Of course, it's possible to change the UserAgent string of PHP to emulate a simple browser.

We can also use on-line database of blacklisted web sites addresses, the same as used against mails spams.

Regular expressions on urls is also a possibility.

What do you think about that ?

Re: Spam today on the web

Sounds to me like an interesting extension smile

Re: Spam today on the web

May be this simple algorithm can be included in punbb without heavy code ?

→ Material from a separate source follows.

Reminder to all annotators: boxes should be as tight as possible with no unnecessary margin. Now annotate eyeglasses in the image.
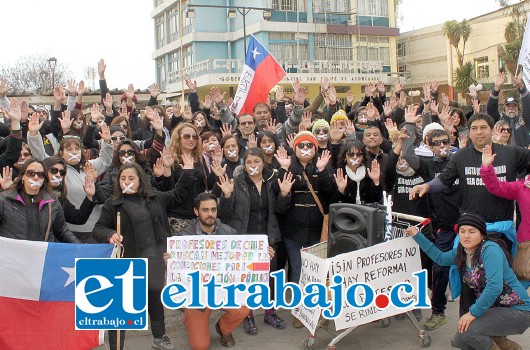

When a user submit an url :
- Prohibit numeric urls.
- Analyse the url, with a list of prohibited terms.
- Download the home page (maybe using a false user agent), and do a first and fast analyse of the content : extract all major text and links by using regexp, intersect with an array that contains a simple list of prohibited terms, and count the result.

I think this simple algorithm can eliminate at less 90% of spammers, because offence and advertising sites are often simple.

$webSite = fopen($url) ;
$homePage = fread($webSite) ;

// of course, a better way is using a text file, or a database. This is just an example.
$prohibited = array( 'lot', 'of', 'offense', 'text', 'here', ......, 'bad', 'finance', 'save money', 'investment', 'drugs' ) ;

$wordsOfPage = extractPageContents() ;

$score = count(array_intersect($wordsOfPage, $prohibited)) ;

if ( $score > 100 )
{
    // call 911...
}
elseid ( $score > 50 )
{
    // call my mother
}
else
{
}

etc...
/**/
Simple start ?

Re: Spam today on the web

I doubt it would become a part of PunBB's core: it sounds like it could almost become a project in and of itself, sort of like SpamAssassin for webpages.
In any case, there will be anti-spam extensions released for 1.3 (ie: integration with Akismet)

Re: Spam today on the web

OK,
Thanks for the link about Akismet.
I just have downloaded PunBB on my Debian Sarge using SQlite, And All seems to work perfectly. I'll regularly send some feedback to you.
The last time I have installed a forum (phpBB), I receive about 100 spams/day, so I close the forum.
If I need one, now I known I can create a very light and simple plugin for punbb.
Thanks again.